Genauso außergewöhnlich schlagfertig wie die Ballwechsel in seiner aktiven Zeit als zweifacher Olympiasieger waren, so geschickt ist der General-Cheftrainer der chinesischen Nationalmannschaft Liu Guoliang der Frage ausgewichen, inwieweit Kong Linghuis Suspendierung den Erfolgsdruck auf die gesamte Mannschaft erhöht hat. Er bat die Journalisten daraufhin ausschließlich Fragen zusammenhängend mit den aktuellen Spielen zu stellen.

 Laut chinesischen Staatsmedien habe sich der Trainer der nationalen Tischtennisfrauen Kong Linghui 2015 während einer Ferienreise in Singapur umgerechnet gut 650.000 Euro für Spieleinsätze von einem Casino geliehen und später nicht vollständig zurückgezahlt. Das Casino in einem Luxushotel hat den ehemaligen Profi des Ex-Meisters TTF Ochsenhausen und des damaligen Bundesligisten TTF Bad Honnef demnach auf Erstattung der noch ausstehenden Restsumme von gut 300.000 Euro verklagt.

 Kong bestritt auf seiner Seite in Chinas Sozialnetzwerk Weibo jegliche Verwicklung in die Affäre. Die Spielschulden hätten Freunde und Verwandte gemacht, teilte die chinesische Tischtennis-Ikone weiter mit. Er selbst sei lediglich Bürge gewesen. Nun seien die Restschulden vollständig zurückgezahlt. Chinesischen Medienberichten zufolge ist das Casino dabei, die Klage zurückzuziehen.

"Sein Herz bleibt immer bei uns"

Für Kongs vorläufigen Nachfolger Li Sun hat der Spielschuldenskandal keinen großen Einfluss auf die Mannschaft. "Wir müssen nur organisatorisch ein paar Dinge ändern. Unsere Sportler konzentrieren sich weiterhin voll auf den Wettbewerb."

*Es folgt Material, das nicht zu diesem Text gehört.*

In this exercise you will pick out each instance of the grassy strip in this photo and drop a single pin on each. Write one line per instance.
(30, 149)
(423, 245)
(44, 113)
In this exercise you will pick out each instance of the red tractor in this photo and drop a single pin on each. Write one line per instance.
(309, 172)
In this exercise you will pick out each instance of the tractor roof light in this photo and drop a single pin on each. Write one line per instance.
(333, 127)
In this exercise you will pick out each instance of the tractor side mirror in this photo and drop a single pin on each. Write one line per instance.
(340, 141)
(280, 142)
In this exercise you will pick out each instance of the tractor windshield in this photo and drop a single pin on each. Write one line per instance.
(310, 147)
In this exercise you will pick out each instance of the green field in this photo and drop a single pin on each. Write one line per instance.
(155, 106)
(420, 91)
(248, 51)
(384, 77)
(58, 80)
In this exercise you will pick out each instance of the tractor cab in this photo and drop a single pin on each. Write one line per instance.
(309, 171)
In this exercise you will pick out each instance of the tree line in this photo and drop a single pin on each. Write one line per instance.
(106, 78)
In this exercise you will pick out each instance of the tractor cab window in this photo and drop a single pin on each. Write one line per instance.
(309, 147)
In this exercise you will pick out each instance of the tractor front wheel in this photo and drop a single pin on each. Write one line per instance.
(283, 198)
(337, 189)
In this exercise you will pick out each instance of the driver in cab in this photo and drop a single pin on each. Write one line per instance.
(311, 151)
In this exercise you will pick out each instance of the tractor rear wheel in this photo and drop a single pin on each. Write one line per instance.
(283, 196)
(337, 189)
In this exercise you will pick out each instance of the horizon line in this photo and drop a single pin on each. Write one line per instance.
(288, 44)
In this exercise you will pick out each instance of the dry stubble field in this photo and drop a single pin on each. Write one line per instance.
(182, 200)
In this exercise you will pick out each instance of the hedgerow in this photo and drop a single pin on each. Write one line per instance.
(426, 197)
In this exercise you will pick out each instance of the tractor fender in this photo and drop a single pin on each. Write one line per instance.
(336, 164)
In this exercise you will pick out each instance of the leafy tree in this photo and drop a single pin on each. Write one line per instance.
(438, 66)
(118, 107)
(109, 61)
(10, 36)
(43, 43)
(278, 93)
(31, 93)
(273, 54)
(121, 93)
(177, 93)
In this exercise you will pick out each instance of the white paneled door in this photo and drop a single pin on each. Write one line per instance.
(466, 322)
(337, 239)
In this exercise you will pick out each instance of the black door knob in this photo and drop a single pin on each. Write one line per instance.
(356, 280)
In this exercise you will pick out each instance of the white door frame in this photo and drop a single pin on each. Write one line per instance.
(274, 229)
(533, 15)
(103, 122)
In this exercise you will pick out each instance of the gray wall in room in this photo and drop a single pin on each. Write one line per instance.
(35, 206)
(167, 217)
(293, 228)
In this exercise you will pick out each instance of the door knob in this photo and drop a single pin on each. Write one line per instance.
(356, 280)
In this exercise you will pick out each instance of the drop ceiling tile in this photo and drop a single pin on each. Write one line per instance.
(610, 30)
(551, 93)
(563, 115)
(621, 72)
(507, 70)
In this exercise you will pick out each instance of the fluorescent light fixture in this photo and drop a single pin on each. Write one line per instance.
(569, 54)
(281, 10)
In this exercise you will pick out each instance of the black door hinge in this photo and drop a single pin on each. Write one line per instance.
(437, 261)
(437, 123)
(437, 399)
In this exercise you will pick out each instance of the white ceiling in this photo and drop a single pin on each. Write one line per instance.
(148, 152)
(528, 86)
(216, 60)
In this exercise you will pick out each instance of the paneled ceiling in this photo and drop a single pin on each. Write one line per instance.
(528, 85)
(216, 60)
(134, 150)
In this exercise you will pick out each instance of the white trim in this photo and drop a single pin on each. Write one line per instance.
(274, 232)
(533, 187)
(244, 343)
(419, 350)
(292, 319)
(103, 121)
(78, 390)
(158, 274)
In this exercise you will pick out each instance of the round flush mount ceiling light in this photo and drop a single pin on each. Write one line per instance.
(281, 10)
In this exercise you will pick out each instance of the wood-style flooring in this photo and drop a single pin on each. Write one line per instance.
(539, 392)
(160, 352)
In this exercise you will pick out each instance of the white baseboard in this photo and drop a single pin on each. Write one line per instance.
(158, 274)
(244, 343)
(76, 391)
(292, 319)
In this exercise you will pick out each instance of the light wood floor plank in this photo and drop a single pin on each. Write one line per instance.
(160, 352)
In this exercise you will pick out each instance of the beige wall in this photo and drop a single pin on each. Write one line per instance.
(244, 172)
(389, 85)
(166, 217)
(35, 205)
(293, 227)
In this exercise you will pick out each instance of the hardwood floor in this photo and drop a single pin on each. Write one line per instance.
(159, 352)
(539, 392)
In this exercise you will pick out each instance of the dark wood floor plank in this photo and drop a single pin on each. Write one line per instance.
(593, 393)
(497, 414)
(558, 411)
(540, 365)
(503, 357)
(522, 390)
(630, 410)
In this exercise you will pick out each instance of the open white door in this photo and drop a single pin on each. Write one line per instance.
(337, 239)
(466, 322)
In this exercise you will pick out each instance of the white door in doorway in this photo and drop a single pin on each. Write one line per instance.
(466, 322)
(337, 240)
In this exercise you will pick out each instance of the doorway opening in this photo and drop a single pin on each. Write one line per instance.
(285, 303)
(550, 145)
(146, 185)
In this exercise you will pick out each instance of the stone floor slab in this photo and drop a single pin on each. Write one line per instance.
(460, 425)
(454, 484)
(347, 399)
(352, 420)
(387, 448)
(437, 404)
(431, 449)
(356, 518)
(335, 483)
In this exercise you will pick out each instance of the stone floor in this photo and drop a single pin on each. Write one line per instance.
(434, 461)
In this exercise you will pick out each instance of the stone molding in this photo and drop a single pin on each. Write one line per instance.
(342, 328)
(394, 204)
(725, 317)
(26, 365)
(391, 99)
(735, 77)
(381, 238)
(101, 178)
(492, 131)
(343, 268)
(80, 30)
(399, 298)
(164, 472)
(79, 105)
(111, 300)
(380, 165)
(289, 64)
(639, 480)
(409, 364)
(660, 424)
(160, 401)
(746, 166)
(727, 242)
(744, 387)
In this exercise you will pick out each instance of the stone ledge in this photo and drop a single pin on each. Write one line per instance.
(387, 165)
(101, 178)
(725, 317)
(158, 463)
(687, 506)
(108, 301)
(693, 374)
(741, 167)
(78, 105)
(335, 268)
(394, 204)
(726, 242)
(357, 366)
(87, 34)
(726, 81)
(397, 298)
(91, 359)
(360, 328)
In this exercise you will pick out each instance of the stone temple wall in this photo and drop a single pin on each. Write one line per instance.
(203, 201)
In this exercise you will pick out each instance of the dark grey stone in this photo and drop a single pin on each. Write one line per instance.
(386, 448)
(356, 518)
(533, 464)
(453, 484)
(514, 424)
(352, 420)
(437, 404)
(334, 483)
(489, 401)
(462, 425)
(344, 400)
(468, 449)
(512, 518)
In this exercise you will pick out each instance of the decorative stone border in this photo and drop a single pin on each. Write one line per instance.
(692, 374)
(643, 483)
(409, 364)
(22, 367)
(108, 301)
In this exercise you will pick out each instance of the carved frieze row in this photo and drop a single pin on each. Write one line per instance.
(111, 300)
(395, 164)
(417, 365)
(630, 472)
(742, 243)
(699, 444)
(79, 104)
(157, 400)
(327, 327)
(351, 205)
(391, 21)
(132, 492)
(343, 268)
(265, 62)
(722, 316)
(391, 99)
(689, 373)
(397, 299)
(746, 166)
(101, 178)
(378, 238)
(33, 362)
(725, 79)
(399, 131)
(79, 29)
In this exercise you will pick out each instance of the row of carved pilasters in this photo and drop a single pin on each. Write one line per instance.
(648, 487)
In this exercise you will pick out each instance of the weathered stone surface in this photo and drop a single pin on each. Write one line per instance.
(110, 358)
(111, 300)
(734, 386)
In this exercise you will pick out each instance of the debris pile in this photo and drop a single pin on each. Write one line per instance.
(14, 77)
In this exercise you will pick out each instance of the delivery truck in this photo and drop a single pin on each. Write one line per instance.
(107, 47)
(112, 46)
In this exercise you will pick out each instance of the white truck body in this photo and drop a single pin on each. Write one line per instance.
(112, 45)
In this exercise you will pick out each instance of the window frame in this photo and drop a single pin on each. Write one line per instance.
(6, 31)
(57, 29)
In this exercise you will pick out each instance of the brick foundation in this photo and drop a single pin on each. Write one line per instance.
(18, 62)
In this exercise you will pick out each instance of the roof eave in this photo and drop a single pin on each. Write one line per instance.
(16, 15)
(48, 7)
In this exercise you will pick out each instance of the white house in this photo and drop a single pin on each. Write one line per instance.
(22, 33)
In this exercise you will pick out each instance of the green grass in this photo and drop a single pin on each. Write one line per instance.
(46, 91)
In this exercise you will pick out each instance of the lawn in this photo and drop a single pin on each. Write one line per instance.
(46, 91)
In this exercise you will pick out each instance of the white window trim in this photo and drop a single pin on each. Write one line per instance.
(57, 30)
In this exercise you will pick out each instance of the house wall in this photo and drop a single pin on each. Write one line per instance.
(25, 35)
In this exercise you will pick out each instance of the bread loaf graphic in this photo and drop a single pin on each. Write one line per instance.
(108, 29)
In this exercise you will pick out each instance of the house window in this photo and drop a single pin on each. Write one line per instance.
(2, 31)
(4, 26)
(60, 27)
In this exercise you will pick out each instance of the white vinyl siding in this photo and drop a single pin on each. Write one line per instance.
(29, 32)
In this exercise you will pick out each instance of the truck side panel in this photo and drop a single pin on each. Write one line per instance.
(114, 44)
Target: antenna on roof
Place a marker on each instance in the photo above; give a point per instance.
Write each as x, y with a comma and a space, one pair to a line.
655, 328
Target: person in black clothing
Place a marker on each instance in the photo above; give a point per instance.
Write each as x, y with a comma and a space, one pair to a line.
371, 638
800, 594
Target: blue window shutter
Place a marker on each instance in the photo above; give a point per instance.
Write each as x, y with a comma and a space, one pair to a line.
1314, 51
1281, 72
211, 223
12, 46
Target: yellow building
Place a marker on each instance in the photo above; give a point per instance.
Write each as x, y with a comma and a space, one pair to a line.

Kongs beste Sportlerin in der Mannschaft Ding Ning wiederholt hier gerne den Wortlaut ihres parteitreuen Politikunterrichtes: "Trainer Kong ist zwar körperlich nicht mehr hier anwesend, aber sein Herz bleibt immer bei uns. Er schaut weiterhin auf unsere Leistung. Es geht bei uns eben nicht um die einzelne Person, sondern um das Team als Ganzes", sagt die aktuelle Weltranglistenerste gegenüber Deutsche Welle.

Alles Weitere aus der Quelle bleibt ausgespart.